21st Oct – Birmingham Symphony Hall (w/ Darius Rucker)
22nd Oct – Glasgow Royal Concert Hall (w/ Darius Rucker)
23rd Oct – Gateshead The Sage (w/ Darius Rucker)
25th Oct – Bristol O2 Academy (w/ Darius Rucker)
26th Oct – Manchester Albert Hall (w/ Darius Rucker)
27th Oct – London Borderline (headline)
28th Oct – London Royal Albert Hall (w/ Darius Rucker)
FINDING FAME IN COUNTRY MUSIC:
Russell Dickerson was born for the stage. “I’m just naturally that kind of dude: a big, loud and over-the-top guy,” he says with a laugh. Yes, one of country music’s most talked-about new talents — and the voice behind the #1 hit single and debut album title track ‘Yours’, a stunning ballad inspired by his wife of four years, Kailey, that’s racked up over 110 million online digital streams to date, where he’s been on Spotify’s Hot Country, Country Gold Playlists and more for over a year, and exploded since being serviced to US country radio last year — need not go into “entertainer mode” before he catapults himself onstage to deliver one of his notoriously amped-up live shows. He’s already there.
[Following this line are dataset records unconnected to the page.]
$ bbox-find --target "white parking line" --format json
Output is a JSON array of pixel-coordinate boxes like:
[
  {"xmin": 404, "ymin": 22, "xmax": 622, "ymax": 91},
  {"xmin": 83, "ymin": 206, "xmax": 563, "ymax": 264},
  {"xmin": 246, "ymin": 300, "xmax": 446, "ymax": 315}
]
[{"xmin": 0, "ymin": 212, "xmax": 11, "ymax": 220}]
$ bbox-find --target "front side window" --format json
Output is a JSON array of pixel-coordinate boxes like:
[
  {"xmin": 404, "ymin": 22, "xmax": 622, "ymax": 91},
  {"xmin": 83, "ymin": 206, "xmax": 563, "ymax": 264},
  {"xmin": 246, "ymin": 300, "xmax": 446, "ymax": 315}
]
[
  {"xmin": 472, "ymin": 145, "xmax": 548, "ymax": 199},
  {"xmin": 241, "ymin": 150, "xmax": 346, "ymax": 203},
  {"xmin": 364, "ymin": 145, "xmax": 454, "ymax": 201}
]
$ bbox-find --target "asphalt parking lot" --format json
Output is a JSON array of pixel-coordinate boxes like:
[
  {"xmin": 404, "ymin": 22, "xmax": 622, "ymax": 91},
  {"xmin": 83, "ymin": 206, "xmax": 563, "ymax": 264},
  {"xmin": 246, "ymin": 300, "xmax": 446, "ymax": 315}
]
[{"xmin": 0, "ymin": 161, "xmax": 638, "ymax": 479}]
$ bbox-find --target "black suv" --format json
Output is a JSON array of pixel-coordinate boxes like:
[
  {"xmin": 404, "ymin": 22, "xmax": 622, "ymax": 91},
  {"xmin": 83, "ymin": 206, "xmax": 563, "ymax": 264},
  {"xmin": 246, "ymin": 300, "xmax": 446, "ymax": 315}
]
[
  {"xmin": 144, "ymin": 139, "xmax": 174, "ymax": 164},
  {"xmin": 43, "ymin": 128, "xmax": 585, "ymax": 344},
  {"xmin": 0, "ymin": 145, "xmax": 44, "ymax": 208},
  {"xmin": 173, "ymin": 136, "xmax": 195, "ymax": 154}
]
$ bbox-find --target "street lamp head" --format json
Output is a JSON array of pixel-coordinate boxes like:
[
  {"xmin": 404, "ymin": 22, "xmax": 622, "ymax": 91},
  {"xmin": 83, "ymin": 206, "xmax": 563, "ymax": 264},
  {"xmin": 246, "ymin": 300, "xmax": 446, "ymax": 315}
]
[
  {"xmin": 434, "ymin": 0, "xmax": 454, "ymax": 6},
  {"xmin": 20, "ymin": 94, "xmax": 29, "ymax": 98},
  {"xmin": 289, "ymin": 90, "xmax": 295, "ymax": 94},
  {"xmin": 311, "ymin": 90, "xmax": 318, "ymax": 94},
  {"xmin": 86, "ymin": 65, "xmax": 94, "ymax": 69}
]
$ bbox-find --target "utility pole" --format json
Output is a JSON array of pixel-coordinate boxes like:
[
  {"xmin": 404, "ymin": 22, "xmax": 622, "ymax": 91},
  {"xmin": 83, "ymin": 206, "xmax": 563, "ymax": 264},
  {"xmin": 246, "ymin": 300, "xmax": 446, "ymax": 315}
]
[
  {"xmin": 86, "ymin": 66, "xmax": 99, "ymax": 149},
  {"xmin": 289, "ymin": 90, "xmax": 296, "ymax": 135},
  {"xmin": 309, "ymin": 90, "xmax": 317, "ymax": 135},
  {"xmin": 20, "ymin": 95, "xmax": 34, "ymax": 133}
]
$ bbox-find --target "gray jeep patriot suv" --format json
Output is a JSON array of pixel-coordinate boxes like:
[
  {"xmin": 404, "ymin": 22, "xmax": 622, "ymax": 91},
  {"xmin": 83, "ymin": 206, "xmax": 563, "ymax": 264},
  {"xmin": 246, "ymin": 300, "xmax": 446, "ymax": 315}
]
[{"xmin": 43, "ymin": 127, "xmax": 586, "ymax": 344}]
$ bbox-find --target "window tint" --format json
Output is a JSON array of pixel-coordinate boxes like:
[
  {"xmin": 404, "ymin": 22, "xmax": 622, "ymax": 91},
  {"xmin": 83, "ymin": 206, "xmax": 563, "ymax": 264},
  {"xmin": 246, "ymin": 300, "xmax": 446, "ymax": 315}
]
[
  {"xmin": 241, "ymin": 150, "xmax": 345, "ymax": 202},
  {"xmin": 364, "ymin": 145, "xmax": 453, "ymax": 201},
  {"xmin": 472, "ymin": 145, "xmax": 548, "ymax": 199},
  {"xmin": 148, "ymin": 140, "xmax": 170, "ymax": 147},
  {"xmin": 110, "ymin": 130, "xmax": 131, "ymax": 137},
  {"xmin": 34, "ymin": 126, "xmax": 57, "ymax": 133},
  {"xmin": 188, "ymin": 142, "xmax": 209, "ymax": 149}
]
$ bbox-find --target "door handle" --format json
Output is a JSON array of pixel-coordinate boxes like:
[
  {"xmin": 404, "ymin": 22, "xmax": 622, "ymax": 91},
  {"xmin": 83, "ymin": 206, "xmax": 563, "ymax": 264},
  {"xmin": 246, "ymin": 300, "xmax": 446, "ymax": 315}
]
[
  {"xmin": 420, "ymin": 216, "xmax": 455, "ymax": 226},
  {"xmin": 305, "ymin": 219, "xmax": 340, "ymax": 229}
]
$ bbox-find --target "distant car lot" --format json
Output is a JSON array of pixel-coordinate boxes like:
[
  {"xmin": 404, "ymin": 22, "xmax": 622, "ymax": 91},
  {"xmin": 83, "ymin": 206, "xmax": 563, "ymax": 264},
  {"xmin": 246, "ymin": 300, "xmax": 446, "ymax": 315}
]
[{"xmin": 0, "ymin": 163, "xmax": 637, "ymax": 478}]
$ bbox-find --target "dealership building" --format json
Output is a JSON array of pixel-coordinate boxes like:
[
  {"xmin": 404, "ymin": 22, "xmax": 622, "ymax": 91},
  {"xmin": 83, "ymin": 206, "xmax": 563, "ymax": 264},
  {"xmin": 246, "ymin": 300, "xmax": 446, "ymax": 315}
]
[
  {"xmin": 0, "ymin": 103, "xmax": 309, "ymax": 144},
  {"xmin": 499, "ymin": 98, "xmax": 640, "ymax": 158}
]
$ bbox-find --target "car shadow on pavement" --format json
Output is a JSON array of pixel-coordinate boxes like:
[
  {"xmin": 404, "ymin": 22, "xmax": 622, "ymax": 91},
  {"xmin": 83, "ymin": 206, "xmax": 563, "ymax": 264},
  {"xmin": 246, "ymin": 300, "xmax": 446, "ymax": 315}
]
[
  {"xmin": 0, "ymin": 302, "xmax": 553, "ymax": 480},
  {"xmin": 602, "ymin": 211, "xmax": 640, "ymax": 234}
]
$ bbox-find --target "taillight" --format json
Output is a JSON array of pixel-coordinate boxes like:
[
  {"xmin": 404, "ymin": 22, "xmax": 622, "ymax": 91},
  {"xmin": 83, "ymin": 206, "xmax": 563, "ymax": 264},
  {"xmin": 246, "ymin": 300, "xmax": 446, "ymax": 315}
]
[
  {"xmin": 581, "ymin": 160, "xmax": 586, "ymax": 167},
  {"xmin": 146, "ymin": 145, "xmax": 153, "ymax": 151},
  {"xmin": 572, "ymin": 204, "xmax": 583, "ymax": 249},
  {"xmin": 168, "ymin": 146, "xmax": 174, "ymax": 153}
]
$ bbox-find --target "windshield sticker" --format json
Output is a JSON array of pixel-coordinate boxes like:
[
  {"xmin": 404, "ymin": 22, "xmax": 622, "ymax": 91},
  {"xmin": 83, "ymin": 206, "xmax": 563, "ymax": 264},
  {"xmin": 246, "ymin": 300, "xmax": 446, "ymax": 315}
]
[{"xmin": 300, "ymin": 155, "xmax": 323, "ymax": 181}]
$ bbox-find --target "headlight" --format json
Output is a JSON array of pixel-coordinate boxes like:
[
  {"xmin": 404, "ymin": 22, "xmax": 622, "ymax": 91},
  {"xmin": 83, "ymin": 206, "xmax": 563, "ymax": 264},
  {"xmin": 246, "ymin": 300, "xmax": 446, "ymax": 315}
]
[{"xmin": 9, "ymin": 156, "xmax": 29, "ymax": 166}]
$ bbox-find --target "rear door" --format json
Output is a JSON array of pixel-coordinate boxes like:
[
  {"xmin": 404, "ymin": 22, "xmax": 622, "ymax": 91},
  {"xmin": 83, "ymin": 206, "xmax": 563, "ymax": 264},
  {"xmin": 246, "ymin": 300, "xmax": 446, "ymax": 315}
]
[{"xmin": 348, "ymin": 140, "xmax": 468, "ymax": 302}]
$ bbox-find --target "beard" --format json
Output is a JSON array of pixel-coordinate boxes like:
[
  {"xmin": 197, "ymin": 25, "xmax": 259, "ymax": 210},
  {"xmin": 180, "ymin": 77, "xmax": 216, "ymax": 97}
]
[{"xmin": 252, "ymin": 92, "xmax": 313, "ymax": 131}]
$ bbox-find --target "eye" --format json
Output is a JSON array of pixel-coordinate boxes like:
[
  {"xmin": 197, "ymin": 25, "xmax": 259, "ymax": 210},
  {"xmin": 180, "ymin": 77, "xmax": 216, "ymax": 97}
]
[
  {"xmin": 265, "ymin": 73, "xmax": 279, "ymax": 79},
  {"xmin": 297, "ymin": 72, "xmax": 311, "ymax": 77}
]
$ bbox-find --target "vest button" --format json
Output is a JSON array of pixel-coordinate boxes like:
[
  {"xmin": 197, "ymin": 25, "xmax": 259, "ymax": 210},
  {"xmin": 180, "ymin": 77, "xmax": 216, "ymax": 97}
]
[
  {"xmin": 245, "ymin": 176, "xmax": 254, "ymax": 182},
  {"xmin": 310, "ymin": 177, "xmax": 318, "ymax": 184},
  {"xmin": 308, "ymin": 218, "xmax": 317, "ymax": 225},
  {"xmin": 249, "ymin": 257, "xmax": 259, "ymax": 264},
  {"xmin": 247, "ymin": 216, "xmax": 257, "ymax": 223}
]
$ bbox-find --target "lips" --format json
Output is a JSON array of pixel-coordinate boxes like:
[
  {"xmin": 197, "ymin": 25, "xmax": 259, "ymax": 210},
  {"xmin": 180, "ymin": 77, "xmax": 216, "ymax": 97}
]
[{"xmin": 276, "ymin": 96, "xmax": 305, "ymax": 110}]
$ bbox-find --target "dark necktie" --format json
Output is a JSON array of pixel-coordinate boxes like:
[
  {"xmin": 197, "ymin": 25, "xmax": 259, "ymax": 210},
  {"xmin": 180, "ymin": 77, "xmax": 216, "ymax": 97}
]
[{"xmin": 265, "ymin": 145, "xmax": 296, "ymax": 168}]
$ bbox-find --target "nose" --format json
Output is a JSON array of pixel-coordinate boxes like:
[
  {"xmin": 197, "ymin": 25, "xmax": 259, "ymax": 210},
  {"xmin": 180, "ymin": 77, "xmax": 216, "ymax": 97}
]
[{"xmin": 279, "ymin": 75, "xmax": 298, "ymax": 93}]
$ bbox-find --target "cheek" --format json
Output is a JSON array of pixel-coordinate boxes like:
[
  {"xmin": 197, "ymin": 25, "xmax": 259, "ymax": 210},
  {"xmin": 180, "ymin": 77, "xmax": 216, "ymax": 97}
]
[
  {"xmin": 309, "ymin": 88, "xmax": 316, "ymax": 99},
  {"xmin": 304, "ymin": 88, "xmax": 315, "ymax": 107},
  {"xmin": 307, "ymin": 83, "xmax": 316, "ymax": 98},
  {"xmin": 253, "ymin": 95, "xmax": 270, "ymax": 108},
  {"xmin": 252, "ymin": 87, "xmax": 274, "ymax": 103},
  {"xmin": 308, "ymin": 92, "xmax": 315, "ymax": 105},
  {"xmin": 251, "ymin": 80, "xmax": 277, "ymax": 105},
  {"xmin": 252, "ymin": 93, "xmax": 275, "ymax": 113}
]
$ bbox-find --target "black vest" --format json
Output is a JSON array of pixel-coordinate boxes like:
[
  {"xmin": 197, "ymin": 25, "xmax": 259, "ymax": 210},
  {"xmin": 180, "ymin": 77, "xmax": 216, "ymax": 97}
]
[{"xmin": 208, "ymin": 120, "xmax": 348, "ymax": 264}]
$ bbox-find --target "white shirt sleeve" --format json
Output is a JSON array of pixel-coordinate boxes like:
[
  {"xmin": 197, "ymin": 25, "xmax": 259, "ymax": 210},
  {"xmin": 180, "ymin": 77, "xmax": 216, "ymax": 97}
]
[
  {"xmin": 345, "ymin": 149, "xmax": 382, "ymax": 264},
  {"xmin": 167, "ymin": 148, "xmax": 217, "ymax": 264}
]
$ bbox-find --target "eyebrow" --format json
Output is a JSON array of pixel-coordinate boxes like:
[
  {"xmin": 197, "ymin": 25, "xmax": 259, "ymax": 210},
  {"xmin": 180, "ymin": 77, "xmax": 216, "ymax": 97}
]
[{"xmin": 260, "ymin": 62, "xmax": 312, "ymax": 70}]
I go out there, and I’m just me,” says Dickerson, who recently tore up arenas with superstars Thomas Rhett and Kelsea Ballerini on the Home Team Tour before performing to a packed O2 Arena as part of the UK’s Country to Country festival in March. Watch the massive-voiced singer up there, whipping the crowd into hysterics and performing with that time-honoured killer instinct. He’s “running around and singing to people and messing with them and loving on them. It’s about interacting the whole time. I want people screaming their faces off. It’s all for the crowd.
Even as a Union City, Tennessee-raised, obsessive teenage music fan, one who’d regularly wait in wraparound lines to see his favourite artists perform in Nashville (“I just got hooked on that energy”) and held up Garth Brooks and Keith Urban DVDs as his personal gospel, Dickerson, says being “that dude onstage was always the dream. We would scream every word of every song, and all I could think about was ‘I want to be that guy!'” Now, thanks to ‘Yours’ and hook-heavy rockers like brand new single ‘Blue Tacoma’ (60m+ streams to date) he’s steadily built a serious fan base of his own.
Now, with his Billboard Top Five full-length debut album, ‘Yours’, Dickerson is gearing up for his most massive moment yet. “Right now I’m just so stoked on life so I wanted my record to mimic that,” the 30-year-old says of a feel-good album stuffed with equal parts swagger (“Billions,” “Float”) and sweet vibes (“All Fall Down,” “You Look Like A Love Song”). “We just kept rolling with it,” he says of the loose, freewheeling writing sessions for the LP. Dickerson says he’d written hundreds of songs before that “gut feeling” kicked in one day in 2014 when he, Welling and Brown penned ‘Yours’. “When we wrote it we all said ‘This is amazing!’ And then it was just one thing after another,” he says of the song’s rocketship ride to US country radio. “To get that affirmation from everyone at, what felt like, every step — publishers, record label (Sony / Triple Tigers), radio — is just so incredible.” Adds Dickerson of the breakout song, which has become a wedding standard, and because of which he recorded an acoustic wedding version: “It’s such a boost of confidence. It’s validation.”
Still, even as the accomplishments pile up, including the distinct honour of playing at the Grand Ole Opry last June (“To be recognised for my craft by an establishment that’s so esteemed in the industry was emotional”), Dickerson remains steadfast in his pursuit of refining his craft and taking his career to new heights. “For as long as we’ve prepped for this,” Dickerson says, “I hope this is just the beginning.”